Ils sont sept, deux femmes et cinq hommes, sur un plateau noir, suspendu par de fines cordes à nœud qui vont peu à peu s’embraser de lumière. Grace Gatibaru ouvre le bal, déesse noire splendide dans sa robe de soleil, qui raconte son parcours spirituel semé de deuils et de maturation personnelle, du Kenya à la France, pour devenir pasteur protestant. Ses mots sont ceux de l’enfance et d’une maturité sereine, et les baskets qu’elle porte lui permettent de les projeter, innocents et sincères, sans aucun dogmatisme. La musique, mêlant l’électro et l’ethnique, soutient subtilement cette parole vibrante que Didier Ruiz a longuement travaillée avec ces témoins d’une vie. Marie-Christine Bernard, chemise rouge et jean tout simple, était religieuse. Sans aucun pathos, et avec une délicatesse infinie, elle raconte sa révélation adolescente, le choc avec sa famille, l’aspiration au don et à l’amour des autres, et le contact avec une divinité qui s’incarne dans le Christ. Elle le raconte avec une fragilité magnifique, pleine de doutes et d’étonnement, plantant dans nos yeux le bleu de ses pupilles incandescentes.

Ni dogme, ni autorité

© Emilia_Stefani-Law

C’est ce qui émane de cette création : tous ces acteurs non professionnels évoquent leur contact avec une religion qu’ils se sont appropriés à leur manière, dans une entière liberté, avec un libre-arbitre revendiqué. Et c’est le défi, assez phénoménal, que s’est donné Didier Ruiz et son équipe, de donner la parole à ceux qui ne l’ont pas habituellement, fuyant les clichés et les principes réducteurs, la violence des fanatismes, qui font malheureusement le théâtre des médias. Une parole individuelle, intime, chaotique, portée sur la scène avec des moyens artistiques délicats et sensibles, pour la mettre au mieux en valeur et la préserver. Brice Olivier est un frère dominicain qui vit à Paris, dans une congrégation. Chemise rose ouverte et pantalon bien taillé, il dit détester l’habit religieux, mais son discours, l’argumentation limpide et sobre, la description qu’il fait de son quotidien, de sa cellule et de son dépouillement collent à la lumière de son visage et de son sourire.

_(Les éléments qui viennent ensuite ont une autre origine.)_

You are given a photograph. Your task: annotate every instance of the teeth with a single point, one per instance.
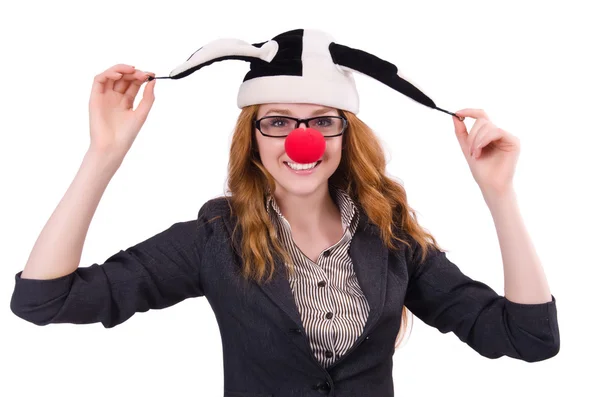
(297, 166)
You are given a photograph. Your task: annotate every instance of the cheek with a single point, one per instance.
(334, 149)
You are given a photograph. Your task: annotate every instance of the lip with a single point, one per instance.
(303, 172)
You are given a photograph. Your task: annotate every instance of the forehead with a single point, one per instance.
(295, 109)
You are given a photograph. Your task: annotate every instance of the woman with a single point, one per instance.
(309, 273)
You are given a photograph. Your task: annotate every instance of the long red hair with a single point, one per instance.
(361, 174)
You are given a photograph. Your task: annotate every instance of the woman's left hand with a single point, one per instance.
(490, 151)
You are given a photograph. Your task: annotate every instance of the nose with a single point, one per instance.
(305, 145)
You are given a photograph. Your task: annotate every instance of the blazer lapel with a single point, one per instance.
(370, 260)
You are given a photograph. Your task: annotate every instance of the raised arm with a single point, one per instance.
(445, 298)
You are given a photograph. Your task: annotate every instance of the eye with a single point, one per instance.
(324, 121)
(278, 122)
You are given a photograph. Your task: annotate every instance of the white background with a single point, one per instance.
(532, 66)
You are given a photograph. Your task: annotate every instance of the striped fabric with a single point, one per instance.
(330, 301)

Les voeux qu’il a faits, de pauvreté, de fidélité, de partage, sont certes à l’opposé de notre société grouillante de tous nos désirs de consommation. Pour autant, aucune opprobre ne nous est lancée.

Bouddha, Allah, Moïse et les autres

© Emilia_Stefani-Law

Jean-Pierre Nakache, juif pratiquant, ne dit pas autre chose. Boots et tenue de gentleman-farmer, il raconte son enfance algérienne baignée par l’odeur du pain de shabbat, les épreuves morales de sa bar-mitsva, premier rite de passage vers l’âge adulte, et ses voyages en Inde. Doutes, quête, remise en question, tâtonnements, strient chacun de ces événements de vie en quête de sens. Et c’est cette quête de sens, de sacré, d’une divinité, mais aussi de règles morales, qui constituent l’ensemble des ces parcours. Eric Foucart, converti au bouddhisme à travers plusieurs retraites, et Olivier Blond, chaman révélant ses “good et bad trips” des États-Unis au Pérou, voyageant pour se retrouver et maintenant guérir les autres, sont deux jeunes hommes que cette quête de spiritualité a totalement bouleversés. La sexualité, l’amour, mais aussi le plaisir, la souffrance, ne sont pas tabous. Ils en parlent, et nous en parlent à leur manière, comme le fait avec une acuité brûlante Adel Bentounsi, le musulman artiste qui se revendique désarmé. “L’étymologie de musulman ça veut dire désarmé. Donc être musulman veut dire que je suis sans arme” nous dit celui qui est l’époux d’ une femme imam. On aimerait rester avec eux après la fin du spectacle, et on les remercie.